But when Simon Peter saw it, he fell down at Jesus’ knees, saying, “Depart from me, for I am a sinful man, O Lord.” (Luke 5:8)
And I said: “Woe is me! For I am lost; for I am a man of unclean lips, and I dwell in the midst of a people of unclean lips; for my eyes have seen the King, the LORD of hosts!” (Isaiah 6:5)
Here’s the truth. There have been times in my life when I’ve wanted God to just go away. Now, don’t act shocked. I’m no different than Peter … or Isaiah before him … or Adam and Eve before him. Like all of those God-dodgers, I’ve been exposed, naked before my Creator, and I don’t like it.

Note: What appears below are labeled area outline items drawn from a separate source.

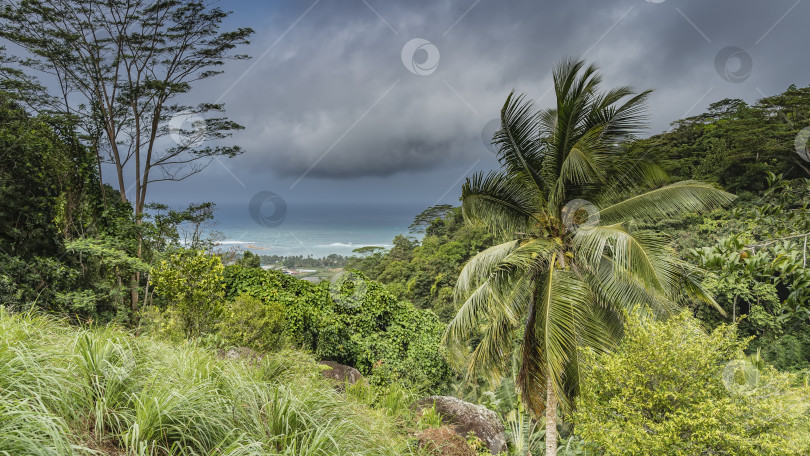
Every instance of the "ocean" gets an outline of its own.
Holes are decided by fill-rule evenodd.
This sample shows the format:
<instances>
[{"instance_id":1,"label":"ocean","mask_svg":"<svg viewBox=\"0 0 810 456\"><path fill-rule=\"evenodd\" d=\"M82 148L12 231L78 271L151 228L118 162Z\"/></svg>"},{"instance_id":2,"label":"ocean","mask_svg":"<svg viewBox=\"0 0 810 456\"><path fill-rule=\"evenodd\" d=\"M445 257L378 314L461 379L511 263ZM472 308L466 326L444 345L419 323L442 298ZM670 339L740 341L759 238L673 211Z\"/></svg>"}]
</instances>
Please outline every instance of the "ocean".
<instances>
[{"instance_id":1,"label":"ocean","mask_svg":"<svg viewBox=\"0 0 810 456\"><path fill-rule=\"evenodd\" d=\"M220 248L225 250L314 258L332 253L351 256L359 247L390 248L394 237L408 234L413 218L426 208L403 203L296 203L280 209L264 204L262 221L261 216L253 217L247 204L218 204L213 229L224 236Z\"/></svg>"}]
</instances>

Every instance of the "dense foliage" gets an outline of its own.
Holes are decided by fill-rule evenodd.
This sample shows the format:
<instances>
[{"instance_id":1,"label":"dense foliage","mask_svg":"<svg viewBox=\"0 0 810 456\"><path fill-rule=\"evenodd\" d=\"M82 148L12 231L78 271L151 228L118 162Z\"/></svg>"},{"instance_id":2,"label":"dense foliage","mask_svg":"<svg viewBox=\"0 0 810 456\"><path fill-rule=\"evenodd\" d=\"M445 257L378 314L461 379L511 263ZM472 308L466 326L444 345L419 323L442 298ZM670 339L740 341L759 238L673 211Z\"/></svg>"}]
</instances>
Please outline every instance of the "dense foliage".
<instances>
[{"instance_id":1,"label":"dense foliage","mask_svg":"<svg viewBox=\"0 0 810 456\"><path fill-rule=\"evenodd\" d=\"M438 318L359 273L342 286L238 265L226 267L224 277L228 300L248 295L283 307L286 338L320 359L354 366L378 384L401 380L440 391L451 378Z\"/></svg>"},{"instance_id":2,"label":"dense foliage","mask_svg":"<svg viewBox=\"0 0 810 456\"><path fill-rule=\"evenodd\" d=\"M453 302L458 274L470 258L492 245L492 236L483 227L464 223L460 207L428 208L412 226L417 229L414 234L424 231L420 242L397 236L389 251L367 249L351 258L347 267L384 283L399 299L450 321L458 310Z\"/></svg>"},{"instance_id":3,"label":"dense foliage","mask_svg":"<svg viewBox=\"0 0 810 456\"><path fill-rule=\"evenodd\" d=\"M583 353L576 432L610 455L808 454L810 391L744 345L687 314L631 319L617 350Z\"/></svg>"},{"instance_id":4,"label":"dense foliage","mask_svg":"<svg viewBox=\"0 0 810 456\"><path fill-rule=\"evenodd\" d=\"M628 153L653 157L674 179L716 182L733 193L762 191L766 173L806 177L796 136L810 125L810 87L791 86L753 105L727 99L671 131L629 143Z\"/></svg>"}]
</instances>

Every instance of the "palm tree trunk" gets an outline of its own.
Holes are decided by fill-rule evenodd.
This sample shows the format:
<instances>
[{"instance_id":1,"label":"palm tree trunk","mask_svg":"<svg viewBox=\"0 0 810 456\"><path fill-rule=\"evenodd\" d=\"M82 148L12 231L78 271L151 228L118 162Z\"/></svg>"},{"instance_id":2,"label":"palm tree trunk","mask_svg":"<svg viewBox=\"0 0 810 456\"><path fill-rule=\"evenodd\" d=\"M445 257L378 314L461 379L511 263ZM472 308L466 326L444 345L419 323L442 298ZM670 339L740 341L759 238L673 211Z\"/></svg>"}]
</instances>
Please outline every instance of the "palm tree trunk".
<instances>
[{"instance_id":1,"label":"palm tree trunk","mask_svg":"<svg viewBox=\"0 0 810 456\"><path fill-rule=\"evenodd\" d=\"M557 395L551 378L546 380L546 456L557 456Z\"/></svg>"}]
</instances>

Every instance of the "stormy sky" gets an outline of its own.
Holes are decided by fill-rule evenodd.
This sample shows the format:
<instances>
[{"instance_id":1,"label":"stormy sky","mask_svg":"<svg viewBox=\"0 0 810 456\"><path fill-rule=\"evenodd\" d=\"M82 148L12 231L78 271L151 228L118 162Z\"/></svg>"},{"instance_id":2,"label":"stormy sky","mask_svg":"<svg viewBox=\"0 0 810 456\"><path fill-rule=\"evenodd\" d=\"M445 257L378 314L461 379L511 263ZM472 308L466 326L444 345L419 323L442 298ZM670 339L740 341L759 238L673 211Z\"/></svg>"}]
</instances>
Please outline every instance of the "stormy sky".
<instances>
[{"instance_id":1,"label":"stormy sky","mask_svg":"<svg viewBox=\"0 0 810 456\"><path fill-rule=\"evenodd\" d=\"M253 59L198 85L246 129L245 154L150 198L247 204L457 203L497 167L482 141L510 90L553 102L560 59L654 89L648 134L723 98L810 84L810 1L296 0L222 3ZM491 123L490 123L491 125Z\"/></svg>"}]
</instances>

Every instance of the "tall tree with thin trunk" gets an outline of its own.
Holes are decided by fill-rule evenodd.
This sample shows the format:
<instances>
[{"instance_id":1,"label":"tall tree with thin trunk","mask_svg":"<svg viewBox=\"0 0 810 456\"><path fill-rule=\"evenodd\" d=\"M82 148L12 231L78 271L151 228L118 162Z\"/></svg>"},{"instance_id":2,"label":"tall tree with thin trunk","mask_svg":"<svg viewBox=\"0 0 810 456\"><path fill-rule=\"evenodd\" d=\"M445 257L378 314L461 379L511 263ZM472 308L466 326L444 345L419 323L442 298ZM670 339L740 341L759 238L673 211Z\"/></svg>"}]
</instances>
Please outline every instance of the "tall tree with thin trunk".
<instances>
[{"instance_id":1,"label":"tall tree with thin trunk","mask_svg":"<svg viewBox=\"0 0 810 456\"><path fill-rule=\"evenodd\" d=\"M553 108L536 112L510 94L494 138L501 170L462 190L465 219L503 242L462 270L463 304L445 341L474 378L508 372L519 340L517 384L524 403L545 413L547 455L557 453L558 408L574 405L580 348L611 347L624 312L669 314L685 292L716 306L668 238L633 221L734 198L696 181L665 185L653 164L625 156L621 143L643 127L649 92L602 91L601 80L595 67L567 60L554 71Z\"/></svg>"},{"instance_id":2,"label":"tall tree with thin trunk","mask_svg":"<svg viewBox=\"0 0 810 456\"><path fill-rule=\"evenodd\" d=\"M99 175L102 163L112 165L111 181L140 223L149 184L186 179L241 153L221 141L243 127L222 116L219 100L178 101L192 98L195 82L221 74L226 60L247 58L233 50L253 30L221 31L229 14L210 1L0 0L0 37L31 54L15 62L57 88L40 104L74 119L97 153ZM139 282L136 274L133 311Z\"/></svg>"},{"instance_id":3,"label":"tall tree with thin trunk","mask_svg":"<svg viewBox=\"0 0 810 456\"><path fill-rule=\"evenodd\" d=\"M243 127L219 101L184 105L195 82L222 73L249 28L221 31L230 14L210 1L0 0L0 37L26 49L17 62L45 76L48 107L77 120L122 201L140 216L149 184L182 180L237 146ZM194 94L192 94L194 95Z\"/></svg>"}]
</instances>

The reason why is simple: being exposed means seeing my dirt. I look down and suddenly God’s showing me what I really look like. There’s narcissism splattered on my chest, little white lies running down my arms, and impurity gunking up my legs. I’m tangled and tattered, twisted and torn. And all of this because God’s pure awesomeness shines right through the things I’ve put up to cover all that.
He’s not fooled.
So, I do exactly what most of us do … if we’re honest with ourselves. Instead of asking Him to draw closer and peel off the layers of grime, I try to block out the light and withdraw. You see, that whole draw-close-to-me-and-I’ll-draw-close-to-you thing works. Maybe it works too well. Because when it works, God does more than just hang out. He points out. He speaks out. He makes us miserable about the sin we hide or ignore.
It’s no wonder Isaiah cried out in anguish when He saw God and God saw him. His filthy mouth couldn’t be ignored anymore. And it’s no wonder Peter asked Jesus to go away. His lifestyle could no longer be justified with deity in his boat.
I love that the Bible doesn’t try to prettify these flawed people. God’s Word lays it out there with all the grit and grime intact. I love that because it makes Scripture seem immediate, in my face. I can’t pretend that my flaws are nothing to worry about when God makes sure I see theirs. In all their cowardly glory. Just like mine.
So, what’s God’s response to all this … to my hiding, to my wanting Him to go away? Really, it boils down to this: “Get some courage, man; I’ve got work for you to do.” Or, if you want to be technical, here’s what Jesus said to the cowering Peter: “Don’t be afraid; from now on you’ll catch men.”
I’m flawed; I’m fickle. Sometimes, I just want God to leave me alone to wallow in my filth. But He’s not so easily put off. Just like with Peter, He stands me up and sends me on my way. My humanness doesn’t keep Him from using me to share His good news—scars, bruises, and all. Even if sometimes I’d rather He not shine so much light on them.